Regierung plant drastische Kürzungen bei Krankenkassen-Zuschüssen ab 2027
Lara WagnerRegierung plant drastische Kürzungen bei Krankenkassen-Zuschüssen ab 2027
Ein neuer Bericht kritisiert scharf die Pläne der Regierung, die Bundeszuschüsse für die gesetzlichen Krankenkassen um jährlich zwei Milliarden Euro zu kürzen. Die von Finanzminister Lars Klingbeil vorangetriebene Maßnahme würde die jährlichen Mittel von 14,5 auf 12,5 Milliarden Euro ab 2027 reduzieren. Kritiker monieren, die Kürzungen seien unbegründet und könnten die Beitragsstabilität für Versicherte gefährden.
Der vom Bundesrechnungshof im Auftrag von Oliver Sievers erstellte Bericht bezeichnet die Subventionskürzungen als „willkürliche Streichungen ohne Bezug zu den tatsächlichen Kostenentwicklungen“. Darin wird gewarnt, dass die Haushaltskonsolidierung auf diese Weise direkt zu Lasten der Versicherten gehe – im Widerspruch zum Regierungsziel, die Beitragssätze stabil zu halten.
Gesundheitsministerin Warken hatte sich zunächst gegen die Kürzungen ausgesprochen, sie aber nach Druck aus dem Finanzministerium in ihr Sparpaket aufgenommen. Bis 2031 summieren sich die Einschnitte bei den Bundeszuschüssen auf insgesamt 4,75 Milliarden Euro.

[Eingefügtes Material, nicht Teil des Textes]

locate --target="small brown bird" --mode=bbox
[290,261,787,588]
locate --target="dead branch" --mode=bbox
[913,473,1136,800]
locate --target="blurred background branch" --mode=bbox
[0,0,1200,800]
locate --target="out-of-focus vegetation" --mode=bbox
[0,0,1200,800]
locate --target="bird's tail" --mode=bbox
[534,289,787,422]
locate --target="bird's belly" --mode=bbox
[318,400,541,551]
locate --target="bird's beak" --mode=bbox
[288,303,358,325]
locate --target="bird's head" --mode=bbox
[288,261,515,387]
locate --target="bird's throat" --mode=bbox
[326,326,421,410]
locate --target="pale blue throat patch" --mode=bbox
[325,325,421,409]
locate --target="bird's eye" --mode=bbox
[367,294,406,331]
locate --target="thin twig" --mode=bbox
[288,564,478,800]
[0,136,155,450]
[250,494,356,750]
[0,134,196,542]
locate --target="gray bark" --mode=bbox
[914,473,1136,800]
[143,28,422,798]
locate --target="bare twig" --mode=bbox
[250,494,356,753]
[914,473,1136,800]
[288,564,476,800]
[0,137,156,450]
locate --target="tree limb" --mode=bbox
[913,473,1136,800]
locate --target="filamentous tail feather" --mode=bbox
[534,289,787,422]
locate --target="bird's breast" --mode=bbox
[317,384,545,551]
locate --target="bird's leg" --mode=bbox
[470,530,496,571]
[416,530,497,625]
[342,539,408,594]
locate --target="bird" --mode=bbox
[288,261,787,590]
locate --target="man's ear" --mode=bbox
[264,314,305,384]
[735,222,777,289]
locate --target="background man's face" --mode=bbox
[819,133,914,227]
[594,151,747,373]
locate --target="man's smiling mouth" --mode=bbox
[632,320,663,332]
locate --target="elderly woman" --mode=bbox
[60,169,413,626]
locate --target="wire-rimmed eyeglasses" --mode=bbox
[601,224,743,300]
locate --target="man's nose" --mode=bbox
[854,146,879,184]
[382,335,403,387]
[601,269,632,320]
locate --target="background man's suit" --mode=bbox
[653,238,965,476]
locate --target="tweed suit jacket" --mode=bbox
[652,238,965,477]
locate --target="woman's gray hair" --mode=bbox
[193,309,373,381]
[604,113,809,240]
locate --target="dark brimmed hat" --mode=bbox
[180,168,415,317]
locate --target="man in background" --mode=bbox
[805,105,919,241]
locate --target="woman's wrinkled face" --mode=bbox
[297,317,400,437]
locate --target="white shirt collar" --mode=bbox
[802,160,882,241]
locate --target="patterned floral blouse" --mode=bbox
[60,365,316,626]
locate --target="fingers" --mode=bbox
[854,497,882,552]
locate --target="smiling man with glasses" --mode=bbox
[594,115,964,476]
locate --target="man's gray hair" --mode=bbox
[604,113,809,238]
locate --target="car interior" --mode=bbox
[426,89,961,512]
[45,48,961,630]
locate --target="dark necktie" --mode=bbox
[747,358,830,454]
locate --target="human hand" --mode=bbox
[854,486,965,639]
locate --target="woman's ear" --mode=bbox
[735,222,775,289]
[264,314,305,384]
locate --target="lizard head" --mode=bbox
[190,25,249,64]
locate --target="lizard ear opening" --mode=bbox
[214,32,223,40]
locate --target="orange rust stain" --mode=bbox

Zwar hat die Regierung zusätzliche Mittel für die Versorgung von Grundsicherungsempfängern zugesagt – diese sollen bis 2031 schrittweise um zwei Milliarden Euro pro Jahr steigen –, doch der Rechnungshof hält dies für keinen ausreichenden Ausgleich. Die aktuellen Gelder decken unter anderem nicht versicherungspflichtige Leistungen wie die beitragsfreie Familienversicherung für Kinder ab.
Ansgar Heveling (CDU), der auch Präsident des Bundesrechnungshofs ist, äußerte Bedenken hinsichtlich der finanziellen Folgen für Krankenkassen und ihre Mitglieder. Die geplanten Kürzungen sollen 2027 in Kraft treten und die jährlichen Zuschüsse um zwei Milliarden Euro verringern. Laut dem Bericht des Rechnungshofs könnte die Maßnahme die Bemühungen um stabile Beitragssätze untergraben. Ohne Korrekturen droht den Versicherten in den kommenden Jahren eine höhere Belastung.